Journal research paper written in collaboration with Newcastle University (UK) and Pontifical Catholic University of Rio de Janeiro (Brazil) with the title “A customisable pipeline for the semi-automated discovery of online activists and social campaigns on Twitter”.
Substantial research is available on detecting influencers on social media platforms.
In contrast, comparatively few studies exists on the role of online activists, defined informally as users who actively participate in socially-minded online campaigns.

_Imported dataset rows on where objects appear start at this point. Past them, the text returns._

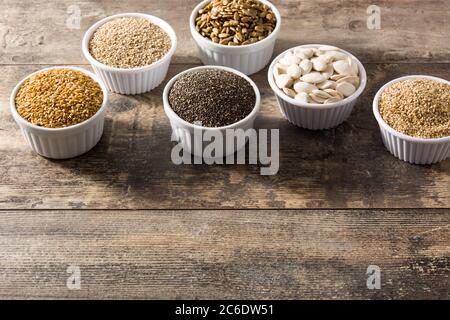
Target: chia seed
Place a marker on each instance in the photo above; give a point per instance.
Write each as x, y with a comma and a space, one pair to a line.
214, 97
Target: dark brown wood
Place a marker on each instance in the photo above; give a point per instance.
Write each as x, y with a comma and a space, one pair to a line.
88, 211
225, 254
131, 168
411, 30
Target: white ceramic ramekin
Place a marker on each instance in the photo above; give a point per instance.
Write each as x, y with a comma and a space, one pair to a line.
315, 116
407, 148
134, 80
62, 143
248, 59
187, 133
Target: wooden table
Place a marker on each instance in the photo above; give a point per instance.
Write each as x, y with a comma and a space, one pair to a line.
139, 226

Automatically discovering activists who can potentially be approached by organisations that promote social campaigns is important, but not easy, as they are typically active only locally, and, unlike influencers, they are not central to large social media networks.
We make the hypothesis that such interesting users can be found on Twitter within temporally and spatially localised contexts.
We define these as small but topical fragments of the network, containing interactions about social events or campaigns with a significant online footprint.
To explore this hypothesis, we have designed an iterative discovery pipeline consisting of two alternating phases of user discovery and context discovery.
Multiple iterations of the pipeline result in a growing dataset of user profiles for activists, as well as growing set of online social contexts.
This mode of exploration differs significantly from prior techniques that focus on influencers, and presents unique challenges because of the weak online signal available to detect activists.
The paper describes the design and implementation of the pipeline as a customisable software framework, where user-defined operational definitions of online activism can be explored.
We present an empirical evaluation on two extensive case studies, one concerning healthcare-related campaigns in the UK during 2018, the other related to online activism in Italy during the COVID-19 pandemic.